Hmmm, I've never seen a Captivate that was presented that way. I'm not sure the development team ever considered this.
Perhaps this will help in understanding a possible reason.
Typical Flash movies are created using vector based images. As I understand it, vector based images use computer instructions to draw the image. This means it does not suffer a bit on the quality side at any size it is presented.
On the other hand, Captivate stores everything in a Flash format, but as Raster or Bitmapped images. With a bitmapped image, you simply have a mosaic of picture elements (pixels) that when viewed together compose the image. If the image is presented at a different size than intended, the quality will suffer. The degree to which it suffers is dependent upon how large the difference is between the original or intended size and the current size. Make it smaller and things get "fuzzy" or "blurry". Make it larger and you get something called "the jaggies" as blocky pixels are added in to compensate.

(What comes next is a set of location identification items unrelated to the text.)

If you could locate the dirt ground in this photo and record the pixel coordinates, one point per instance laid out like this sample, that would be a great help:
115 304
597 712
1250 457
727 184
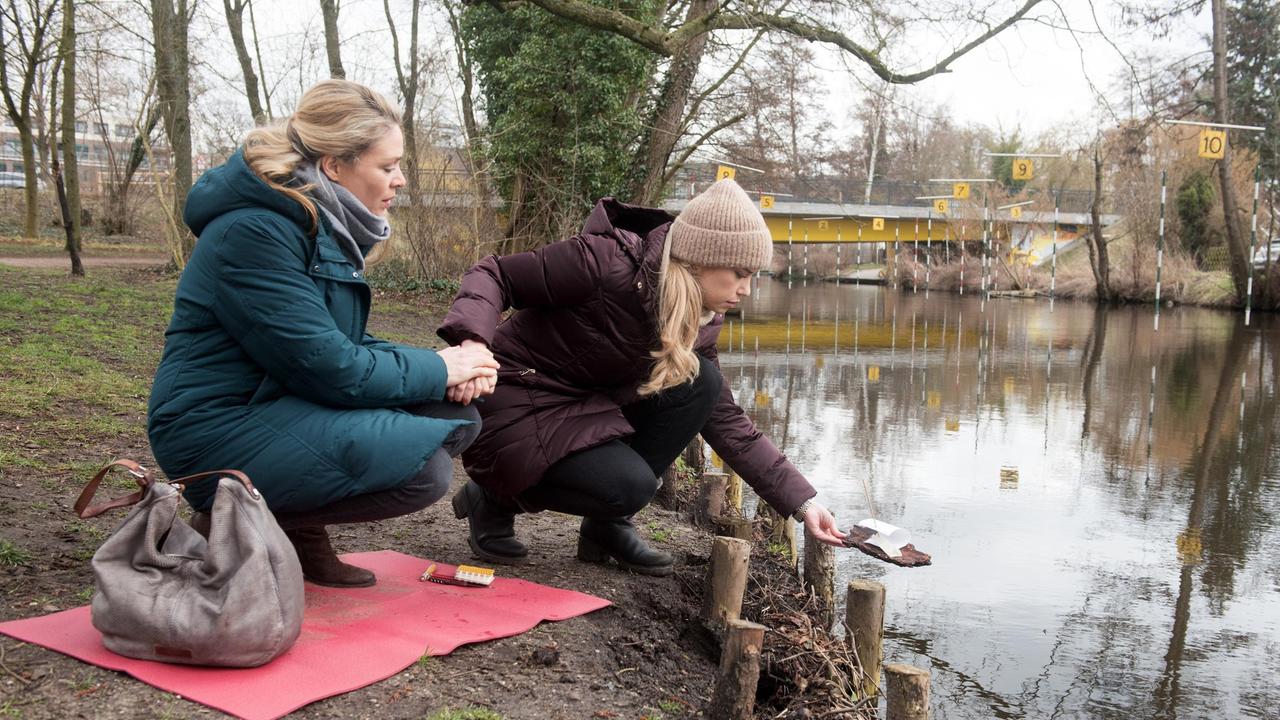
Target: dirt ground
643 657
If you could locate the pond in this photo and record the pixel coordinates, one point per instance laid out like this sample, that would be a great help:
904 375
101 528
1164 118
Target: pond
1100 496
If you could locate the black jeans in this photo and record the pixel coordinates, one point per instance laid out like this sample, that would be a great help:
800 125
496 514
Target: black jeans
618 478
421 490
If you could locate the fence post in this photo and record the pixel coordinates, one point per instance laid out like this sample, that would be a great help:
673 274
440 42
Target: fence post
726 579
864 621
819 577
734 493
711 500
734 697
732 527
908 695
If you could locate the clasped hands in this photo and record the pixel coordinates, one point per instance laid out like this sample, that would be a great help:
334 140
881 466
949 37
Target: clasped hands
472 372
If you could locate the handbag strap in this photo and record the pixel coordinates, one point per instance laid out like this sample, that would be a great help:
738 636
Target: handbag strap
145 479
236 474
140 474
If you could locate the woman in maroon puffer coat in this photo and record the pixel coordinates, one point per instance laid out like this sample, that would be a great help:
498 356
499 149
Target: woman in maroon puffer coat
608 370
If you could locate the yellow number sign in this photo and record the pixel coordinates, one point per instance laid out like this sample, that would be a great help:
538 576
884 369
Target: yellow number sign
1212 144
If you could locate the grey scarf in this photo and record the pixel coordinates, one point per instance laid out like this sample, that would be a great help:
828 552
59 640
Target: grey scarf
357 229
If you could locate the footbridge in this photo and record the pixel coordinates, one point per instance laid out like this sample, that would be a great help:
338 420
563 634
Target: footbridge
1029 235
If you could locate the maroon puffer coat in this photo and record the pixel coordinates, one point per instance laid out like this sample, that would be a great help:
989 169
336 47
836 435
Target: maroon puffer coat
577 347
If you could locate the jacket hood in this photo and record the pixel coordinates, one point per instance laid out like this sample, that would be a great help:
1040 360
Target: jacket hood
611 214
233 186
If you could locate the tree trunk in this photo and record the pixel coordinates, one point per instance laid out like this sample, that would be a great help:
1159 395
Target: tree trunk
31 192
236 23
261 67
332 41
650 159
169 24
117 219
1097 244
1235 242
408 90
68 181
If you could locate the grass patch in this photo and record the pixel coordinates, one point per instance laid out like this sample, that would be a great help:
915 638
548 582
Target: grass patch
12 555
658 533
80 354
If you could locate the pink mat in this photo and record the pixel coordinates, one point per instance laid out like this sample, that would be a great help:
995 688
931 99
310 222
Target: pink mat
350 637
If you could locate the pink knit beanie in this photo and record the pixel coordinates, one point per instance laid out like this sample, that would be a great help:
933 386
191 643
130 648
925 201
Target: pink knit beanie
722 228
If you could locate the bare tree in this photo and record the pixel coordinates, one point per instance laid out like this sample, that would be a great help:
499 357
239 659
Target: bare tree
667 115
332 40
67 177
234 10
24 45
170 22
1097 244
1235 242
408 81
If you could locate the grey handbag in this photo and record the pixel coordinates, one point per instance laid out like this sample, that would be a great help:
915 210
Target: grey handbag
167 593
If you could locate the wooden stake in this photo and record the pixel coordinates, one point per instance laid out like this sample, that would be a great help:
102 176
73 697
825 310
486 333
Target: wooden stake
667 496
778 531
732 527
734 493
711 500
726 579
864 621
694 455
908 692
734 697
819 575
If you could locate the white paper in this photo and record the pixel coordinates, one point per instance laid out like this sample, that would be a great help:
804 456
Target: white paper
890 538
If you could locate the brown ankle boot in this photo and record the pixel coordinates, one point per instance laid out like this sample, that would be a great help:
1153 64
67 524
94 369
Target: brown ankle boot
320 564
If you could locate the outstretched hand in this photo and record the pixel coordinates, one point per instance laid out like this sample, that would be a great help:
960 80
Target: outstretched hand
822 524
472 370
466 392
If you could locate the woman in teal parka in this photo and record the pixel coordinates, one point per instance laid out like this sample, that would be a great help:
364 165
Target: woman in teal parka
266 365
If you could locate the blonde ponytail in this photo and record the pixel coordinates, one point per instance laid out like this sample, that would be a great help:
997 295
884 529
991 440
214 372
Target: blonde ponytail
680 309
336 118
272 156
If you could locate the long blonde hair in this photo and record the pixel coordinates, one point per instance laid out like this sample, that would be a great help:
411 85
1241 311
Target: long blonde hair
336 118
680 311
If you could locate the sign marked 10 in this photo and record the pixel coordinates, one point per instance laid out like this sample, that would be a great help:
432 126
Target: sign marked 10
1212 144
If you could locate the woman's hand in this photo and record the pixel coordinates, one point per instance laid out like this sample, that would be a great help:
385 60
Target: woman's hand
466 392
469 361
822 524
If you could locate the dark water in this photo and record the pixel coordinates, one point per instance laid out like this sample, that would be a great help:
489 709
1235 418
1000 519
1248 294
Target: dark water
1100 497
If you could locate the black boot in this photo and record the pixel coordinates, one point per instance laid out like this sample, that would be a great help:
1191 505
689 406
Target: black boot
492 523
602 538
320 564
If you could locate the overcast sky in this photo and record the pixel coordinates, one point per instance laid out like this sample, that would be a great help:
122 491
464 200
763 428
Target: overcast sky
1037 77
1031 77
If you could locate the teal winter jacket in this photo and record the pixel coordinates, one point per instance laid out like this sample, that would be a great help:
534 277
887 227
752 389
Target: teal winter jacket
268 368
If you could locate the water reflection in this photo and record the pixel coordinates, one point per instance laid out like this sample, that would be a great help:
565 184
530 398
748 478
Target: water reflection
1098 496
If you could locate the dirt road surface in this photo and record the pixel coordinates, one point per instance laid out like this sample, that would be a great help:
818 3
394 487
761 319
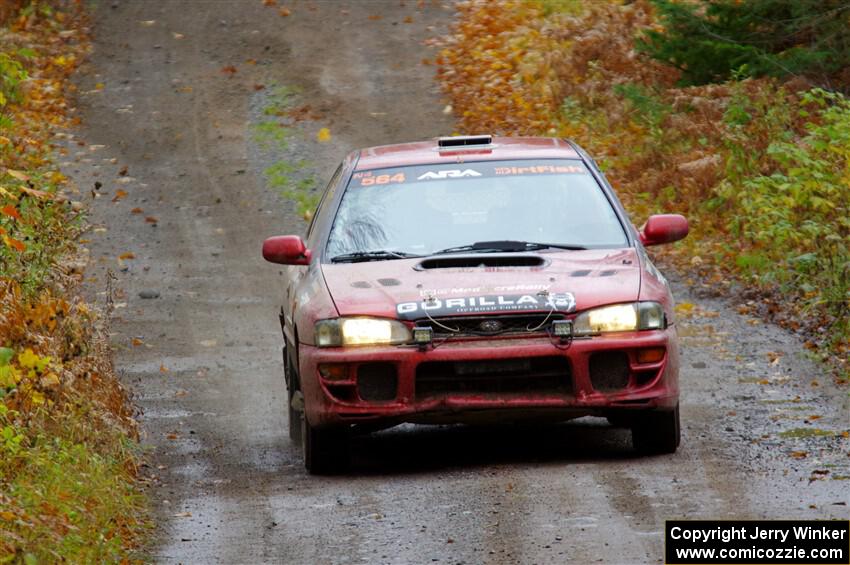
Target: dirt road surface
172 93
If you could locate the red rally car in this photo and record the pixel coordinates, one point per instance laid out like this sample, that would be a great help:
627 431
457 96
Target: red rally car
474 279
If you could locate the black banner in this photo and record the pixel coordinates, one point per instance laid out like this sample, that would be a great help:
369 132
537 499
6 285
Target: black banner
761 542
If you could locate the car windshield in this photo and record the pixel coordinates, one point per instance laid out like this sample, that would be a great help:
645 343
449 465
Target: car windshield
421 210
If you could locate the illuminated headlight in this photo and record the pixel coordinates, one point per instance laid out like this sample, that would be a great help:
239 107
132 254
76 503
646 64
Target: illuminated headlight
620 318
360 331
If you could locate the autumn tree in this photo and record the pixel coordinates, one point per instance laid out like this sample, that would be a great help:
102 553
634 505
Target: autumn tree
713 40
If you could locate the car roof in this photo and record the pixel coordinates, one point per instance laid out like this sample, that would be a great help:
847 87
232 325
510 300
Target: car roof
429 152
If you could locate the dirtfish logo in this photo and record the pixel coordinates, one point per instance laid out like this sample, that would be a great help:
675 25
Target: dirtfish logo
448 174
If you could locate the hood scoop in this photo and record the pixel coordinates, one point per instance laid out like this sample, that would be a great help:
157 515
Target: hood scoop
480 261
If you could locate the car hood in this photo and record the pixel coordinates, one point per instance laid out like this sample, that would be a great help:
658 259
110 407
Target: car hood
577 280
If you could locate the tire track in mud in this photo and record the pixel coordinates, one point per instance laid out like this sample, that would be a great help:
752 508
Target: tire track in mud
500 494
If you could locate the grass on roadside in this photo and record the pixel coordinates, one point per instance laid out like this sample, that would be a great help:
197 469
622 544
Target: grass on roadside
69 490
761 167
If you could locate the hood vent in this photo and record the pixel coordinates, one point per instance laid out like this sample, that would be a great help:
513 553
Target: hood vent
480 261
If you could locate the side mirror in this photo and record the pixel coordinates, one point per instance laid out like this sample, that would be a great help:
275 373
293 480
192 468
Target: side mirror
663 228
286 250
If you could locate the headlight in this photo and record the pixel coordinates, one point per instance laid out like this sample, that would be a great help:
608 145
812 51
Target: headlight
360 331
620 318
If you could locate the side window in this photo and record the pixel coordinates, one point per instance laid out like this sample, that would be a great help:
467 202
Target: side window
326 196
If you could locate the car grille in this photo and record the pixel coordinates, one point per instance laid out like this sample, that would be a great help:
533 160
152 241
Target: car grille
514 324
540 375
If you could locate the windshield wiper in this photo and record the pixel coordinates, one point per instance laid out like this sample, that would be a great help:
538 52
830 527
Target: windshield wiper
506 246
379 255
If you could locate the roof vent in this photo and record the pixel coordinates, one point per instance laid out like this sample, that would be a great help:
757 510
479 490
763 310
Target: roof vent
465 141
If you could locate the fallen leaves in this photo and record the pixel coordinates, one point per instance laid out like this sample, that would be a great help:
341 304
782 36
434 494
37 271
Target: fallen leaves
18 175
10 211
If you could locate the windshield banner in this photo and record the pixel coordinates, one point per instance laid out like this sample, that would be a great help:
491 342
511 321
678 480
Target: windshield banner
500 303
458 171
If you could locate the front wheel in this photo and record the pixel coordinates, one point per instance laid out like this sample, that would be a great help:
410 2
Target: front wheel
657 432
294 399
325 449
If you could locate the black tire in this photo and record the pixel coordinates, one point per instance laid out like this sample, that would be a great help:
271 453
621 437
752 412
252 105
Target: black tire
657 432
325 449
292 386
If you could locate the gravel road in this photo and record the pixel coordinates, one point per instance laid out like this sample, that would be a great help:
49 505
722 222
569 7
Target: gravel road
171 104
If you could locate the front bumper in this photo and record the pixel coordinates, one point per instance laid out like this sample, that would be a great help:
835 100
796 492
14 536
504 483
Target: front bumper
568 393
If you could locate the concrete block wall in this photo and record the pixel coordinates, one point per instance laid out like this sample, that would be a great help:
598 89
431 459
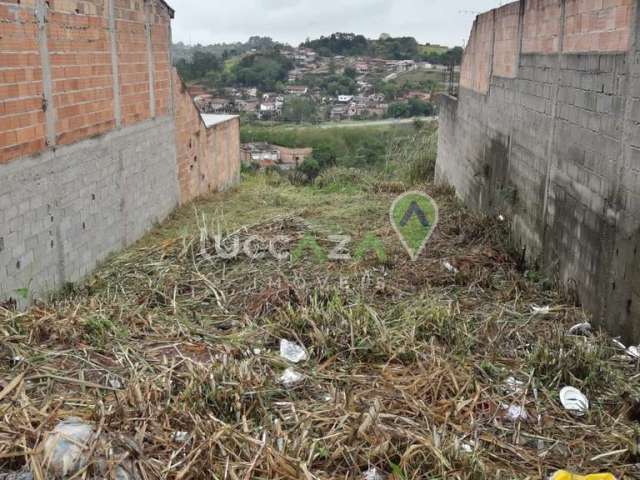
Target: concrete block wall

Because of this, I'm proposing the developers never considered a dynamic resize or full screen option.
Who knows, perhaps one of the Captivate development team is lurking and will pop in with more.
Hi Rick, thanks for the information. I am using the software to create "passive" screencast demonstrations. My hope was that, since it is an SWF to begin with, I could use the normal parameters of the Flash player.
An example of what I want to accomplish is actually the video on the Adobe Captivate Product Demos page, which is part of why I am confused:
Since the demo uses the fullscreen feature, I made an assumption that the demo was created using the product itself.
I have found a workaround on the Captivate blog and devnet, but was hoping to use it as a last resort. The sources recommend publishing the project to AVI and then uploading to Youtube:
If your or anyone else has further advice so that I can host the file myself and not be forced to use Youtube, it would be greatly appreciated.
Sorry, but I think what is outlined in the Developer Center articles will be what you have to do.
Adobe is fantastic and creates some terrific stuff. I'm sure they want to showcase what their products are capable of. Unfortunately, when they put all the whiz bang stuff on pages like what you linked to, it provides somewhat of a false illusion that what is being described can do this right out of the box.
As we all know, Adobe has vast resources and some really creative folks there that create amazing things.